The hours, days and experiences we were meant to have together were never a given.  Just because the calendars were blocked in.  Just because the ticket was paid for.  Just because our expectations were solid.  Just because Elizabeth did what she was suppose to do -- didn’t guarantee a damn thing.

I thought and thought about the “Time” lost.  I have had similar feelings when people reject me, silence themselves from me, become ill, die, move away…   It hurts until I think about the expectations I have and see there can be no absolutes in life.  I have what I have and I want to make what I have meaningful.

Elizabeth and I texted over and over.  Using Emojis to express feelings I didn’t even think about using before.  We laughed at the absurdity of two good people kept from seeing each other.

We didn’t lose the time.  Our adventure was not what we expected, but we shared it.  I couldn’t hold her on Tuesday.  But, I think we both benefited by not letting our frustration and anger linger. Sitting, moping, crying and pissing the time away wouldn’t have changed anything.  


I take that back.  It could have poisoned the time we have together now.  It could have made us more tense and strained when we finally did get our long-awaited hug at DTW. 

Writing about this makes me smile.  I’m learning.  Taking what I have and running with it. 
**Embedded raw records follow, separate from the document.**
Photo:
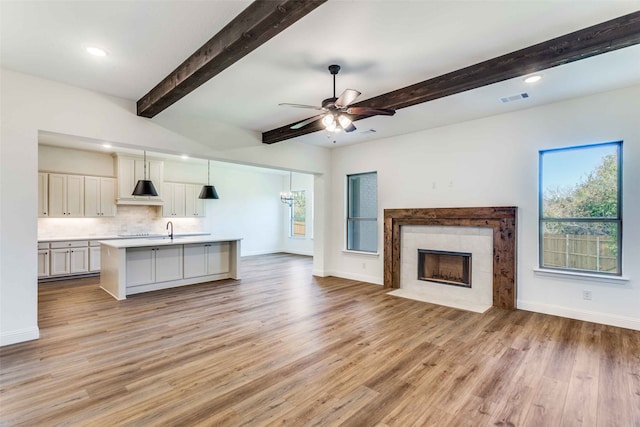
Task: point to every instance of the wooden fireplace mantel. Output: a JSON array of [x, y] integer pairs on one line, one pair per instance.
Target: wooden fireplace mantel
[[501, 219]]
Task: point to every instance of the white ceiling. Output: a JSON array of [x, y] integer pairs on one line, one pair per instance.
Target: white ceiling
[[381, 45]]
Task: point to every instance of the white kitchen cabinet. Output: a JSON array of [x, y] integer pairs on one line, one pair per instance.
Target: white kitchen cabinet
[[153, 265], [99, 196], [43, 194], [94, 259], [203, 259], [43, 262], [60, 262], [79, 260], [130, 170], [194, 206], [69, 257], [174, 199], [66, 195]]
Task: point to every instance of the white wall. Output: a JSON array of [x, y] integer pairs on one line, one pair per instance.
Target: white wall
[[494, 162], [28, 105], [298, 245]]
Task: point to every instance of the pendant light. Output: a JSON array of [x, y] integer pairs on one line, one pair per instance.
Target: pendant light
[[208, 191], [144, 187]]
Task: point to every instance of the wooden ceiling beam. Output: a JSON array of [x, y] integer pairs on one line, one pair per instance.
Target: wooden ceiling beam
[[601, 38], [254, 26]]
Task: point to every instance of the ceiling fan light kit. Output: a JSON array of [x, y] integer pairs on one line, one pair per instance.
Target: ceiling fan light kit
[[336, 116]]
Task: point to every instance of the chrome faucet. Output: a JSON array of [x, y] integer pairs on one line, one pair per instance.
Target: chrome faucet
[[171, 233]]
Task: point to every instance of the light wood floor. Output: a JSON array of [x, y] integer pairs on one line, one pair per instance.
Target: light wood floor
[[280, 347]]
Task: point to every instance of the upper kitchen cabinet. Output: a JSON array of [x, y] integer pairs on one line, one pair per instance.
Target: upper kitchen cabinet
[[130, 170], [66, 195], [43, 194], [99, 196]]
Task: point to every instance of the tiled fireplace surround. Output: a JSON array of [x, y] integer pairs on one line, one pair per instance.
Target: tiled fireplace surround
[[501, 221]]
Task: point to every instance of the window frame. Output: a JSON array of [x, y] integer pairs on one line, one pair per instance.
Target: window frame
[[349, 219], [292, 216], [617, 220]]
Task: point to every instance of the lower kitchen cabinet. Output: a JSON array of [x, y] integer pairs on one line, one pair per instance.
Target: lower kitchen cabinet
[[203, 259], [94, 257], [153, 265], [67, 261], [43, 262], [58, 259]]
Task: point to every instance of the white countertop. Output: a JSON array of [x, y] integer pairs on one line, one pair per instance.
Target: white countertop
[[154, 236], [159, 241]]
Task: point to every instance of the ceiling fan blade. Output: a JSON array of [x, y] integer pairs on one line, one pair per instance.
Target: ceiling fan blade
[[364, 111], [346, 98], [350, 128], [306, 122], [313, 107]]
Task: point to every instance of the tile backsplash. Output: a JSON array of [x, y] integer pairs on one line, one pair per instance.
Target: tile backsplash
[[129, 220]]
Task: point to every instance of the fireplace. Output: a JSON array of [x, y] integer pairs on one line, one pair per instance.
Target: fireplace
[[502, 221], [445, 267]]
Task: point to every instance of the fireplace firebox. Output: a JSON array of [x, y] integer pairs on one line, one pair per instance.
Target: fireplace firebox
[[449, 268]]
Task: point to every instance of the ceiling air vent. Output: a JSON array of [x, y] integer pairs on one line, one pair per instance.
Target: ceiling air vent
[[514, 97]]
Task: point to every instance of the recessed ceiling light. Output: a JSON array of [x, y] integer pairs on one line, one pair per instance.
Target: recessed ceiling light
[[532, 79], [95, 51]]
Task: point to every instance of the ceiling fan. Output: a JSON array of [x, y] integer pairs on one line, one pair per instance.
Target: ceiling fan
[[336, 112]]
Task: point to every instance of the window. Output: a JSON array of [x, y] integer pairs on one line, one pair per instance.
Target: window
[[298, 213], [581, 208], [362, 212]]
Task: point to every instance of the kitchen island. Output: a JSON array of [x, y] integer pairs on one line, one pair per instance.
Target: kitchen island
[[134, 266]]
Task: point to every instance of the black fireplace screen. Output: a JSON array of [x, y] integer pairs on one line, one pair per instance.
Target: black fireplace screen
[[449, 268]]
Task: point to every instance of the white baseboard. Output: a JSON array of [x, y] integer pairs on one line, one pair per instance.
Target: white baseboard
[[305, 253], [589, 316], [21, 335], [352, 276], [252, 253]]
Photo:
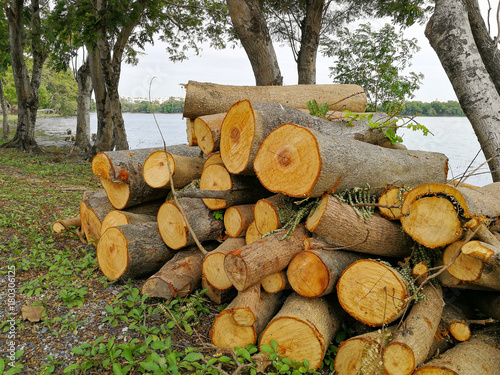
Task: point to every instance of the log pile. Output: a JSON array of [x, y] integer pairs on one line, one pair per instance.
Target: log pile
[[301, 224]]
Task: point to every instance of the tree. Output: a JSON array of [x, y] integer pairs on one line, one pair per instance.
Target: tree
[[451, 36], [25, 25], [250, 25], [375, 60]]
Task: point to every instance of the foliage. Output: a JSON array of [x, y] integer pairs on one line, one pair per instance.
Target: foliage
[[375, 60]]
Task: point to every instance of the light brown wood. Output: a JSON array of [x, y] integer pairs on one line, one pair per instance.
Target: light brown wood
[[204, 98], [132, 251], [299, 162], [178, 277], [184, 169], [213, 264], [173, 228], [412, 342], [372, 292], [241, 189], [252, 233], [478, 356], [207, 132], [303, 329], [61, 225], [250, 264], [237, 219], [339, 224], [314, 273], [115, 218]]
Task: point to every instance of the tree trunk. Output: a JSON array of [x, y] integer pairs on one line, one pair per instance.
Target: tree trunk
[[372, 292], [303, 329], [434, 214], [412, 342], [300, 162], [341, 226], [478, 356], [309, 43], [250, 264], [213, 264], [241, 189], [84, 81], [173, 227], [250, 25], [132, 251], [178, 277], [237, 219], [26, 87], [314, 273], [207, 132], [5, 115], [210, 98], [450, 35]]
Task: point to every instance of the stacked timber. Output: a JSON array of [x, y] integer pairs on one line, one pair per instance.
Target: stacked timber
[[301, 224]]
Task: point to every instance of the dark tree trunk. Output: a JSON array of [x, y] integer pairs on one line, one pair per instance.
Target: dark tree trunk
[[450, 35], [487, 47], [252, 30], [310, 29], [26, 87], [5, 116], [84, 80]]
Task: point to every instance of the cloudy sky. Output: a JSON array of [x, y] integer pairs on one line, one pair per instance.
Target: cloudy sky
[[231, 67]]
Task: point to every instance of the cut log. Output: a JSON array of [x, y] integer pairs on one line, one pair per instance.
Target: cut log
[[252, 233], [250, 264], [209, 98], [213, 159], [207, 132], [241, 189], [94, 206], [339, 224], [132, 251], [178, 277], [303, 329], [213, 264], [314, 273], [173, 228], [184, 169], [372, 292], [478, 356], [299, 161], [248, 123], [465, 267], [116, 218], [268, 212], [218, 296], [412, 342], [275, 283], [237, 219], [64, 224], [227, 333], [362, 354], [433, 214]]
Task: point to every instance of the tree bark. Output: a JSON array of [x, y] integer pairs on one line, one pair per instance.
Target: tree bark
[[309, 43], [84, 81], [251, 27], [303, 329], [450, 35], [301, 162], [132, 251], [27, 86], [372, 292]]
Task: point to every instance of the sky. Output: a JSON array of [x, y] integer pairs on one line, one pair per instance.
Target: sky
[[231, 67]]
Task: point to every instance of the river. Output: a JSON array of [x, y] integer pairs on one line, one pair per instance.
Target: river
[[452, 136]]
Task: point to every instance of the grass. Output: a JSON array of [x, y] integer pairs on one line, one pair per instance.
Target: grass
[[89, 324]]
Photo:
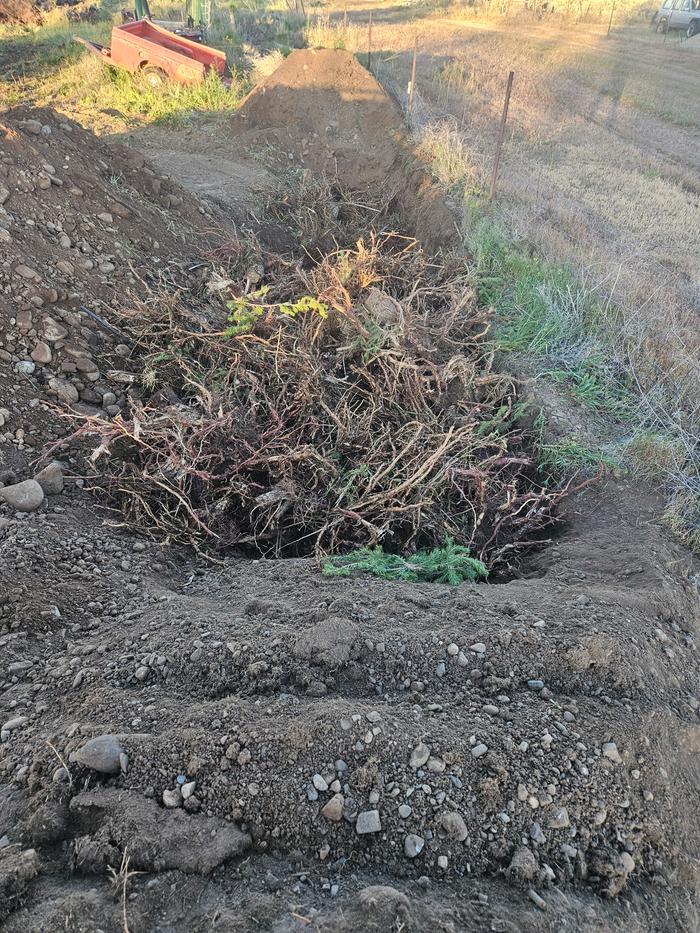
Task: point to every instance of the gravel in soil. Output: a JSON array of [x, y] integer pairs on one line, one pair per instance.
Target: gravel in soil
[[268, 747]]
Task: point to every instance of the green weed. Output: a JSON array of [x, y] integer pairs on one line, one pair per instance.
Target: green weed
[[568, 457], [450, 564]]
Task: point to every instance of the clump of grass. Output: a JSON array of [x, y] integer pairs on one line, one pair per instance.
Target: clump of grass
[[91, 84], [569, 456], [324, 33], [442, 146], [452, 564], [571, 333]]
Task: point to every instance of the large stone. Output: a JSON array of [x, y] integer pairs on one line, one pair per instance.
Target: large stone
[[101, 754], [26, 272], [51, 479], [23, 497], [368, 822]]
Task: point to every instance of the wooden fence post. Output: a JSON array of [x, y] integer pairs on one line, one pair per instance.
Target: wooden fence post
[[501, 133]]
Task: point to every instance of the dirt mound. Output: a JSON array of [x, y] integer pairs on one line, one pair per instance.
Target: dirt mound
[[406, 756], [82, 225], [360, 734], [348, 402], [322, 107]]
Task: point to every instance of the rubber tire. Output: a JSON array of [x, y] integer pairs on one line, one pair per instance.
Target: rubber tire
[[154, 76]]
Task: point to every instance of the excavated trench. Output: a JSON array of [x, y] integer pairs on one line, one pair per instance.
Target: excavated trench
[[270, 748]]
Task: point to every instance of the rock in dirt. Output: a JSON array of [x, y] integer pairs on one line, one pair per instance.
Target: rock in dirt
[[419, 755], [413, 845], [49, 823], [454, 826], [385, 906], [51, 479], [23, 497], [329, 643], [333, 810], [158, 839], [101, 754], [611, 752], [16, 872], [523, 865], [368, 822]]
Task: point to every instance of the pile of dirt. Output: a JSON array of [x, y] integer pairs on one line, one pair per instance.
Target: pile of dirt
[[350, 401], [83, 226], [342, 733], [323, 109], [267, 747]]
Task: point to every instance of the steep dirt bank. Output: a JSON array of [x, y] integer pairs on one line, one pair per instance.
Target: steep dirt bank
[[320, 111], [272, 744], [544, 731]]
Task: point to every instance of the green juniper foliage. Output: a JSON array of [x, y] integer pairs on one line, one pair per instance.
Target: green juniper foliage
[[449, 564]]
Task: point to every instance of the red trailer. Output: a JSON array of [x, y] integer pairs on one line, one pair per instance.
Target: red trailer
[[142, 47]]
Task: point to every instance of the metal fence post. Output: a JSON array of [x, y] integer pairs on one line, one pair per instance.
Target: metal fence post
[[369, 43], [412, 88], [501, 133]]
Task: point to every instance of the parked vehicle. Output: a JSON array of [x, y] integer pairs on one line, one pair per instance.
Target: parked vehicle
[[678, 14], [142, 47]]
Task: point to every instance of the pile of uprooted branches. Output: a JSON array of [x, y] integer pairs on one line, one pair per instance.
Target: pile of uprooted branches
[[346, 401]]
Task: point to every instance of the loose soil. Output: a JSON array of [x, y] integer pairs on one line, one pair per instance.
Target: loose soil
[[320, 111], [500, 744]]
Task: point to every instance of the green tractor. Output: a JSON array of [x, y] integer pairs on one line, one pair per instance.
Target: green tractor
[[194, 26]]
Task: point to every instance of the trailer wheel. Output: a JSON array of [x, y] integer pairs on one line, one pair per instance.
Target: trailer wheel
[[154, 76]]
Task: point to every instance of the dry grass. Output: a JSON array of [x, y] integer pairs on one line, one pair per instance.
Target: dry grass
[[597, 197]]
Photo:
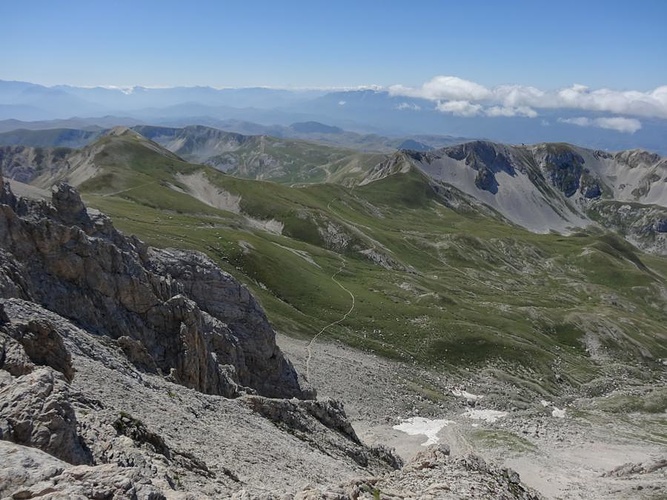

The Chicago to Mackinac Race will begin soon.  My dad would have liked a life comparison to sailing.  Check the weather, the nautical charts, fit a crew perfect for racing, double check supplies, visualize the best and worse case scenarios and get everyone on board.


https://www.youtube.com/watch?v=Ivg1n8s1HYE  Sailors talk about race to Mackinac

No matter how prepared the captain, how experienced the crew, how favorable the weather forcasts, nothing is a sure thing.  The present is the focus.  It shifts and turns, it teases, disappoints, but is a loss only if we give up.  No one takes our life from us, we are the captain of the vessel “Impermanence”. 



I checked to see if there was a vessel called “Impermanence”.  There is a Canadian vessel called Impermanence.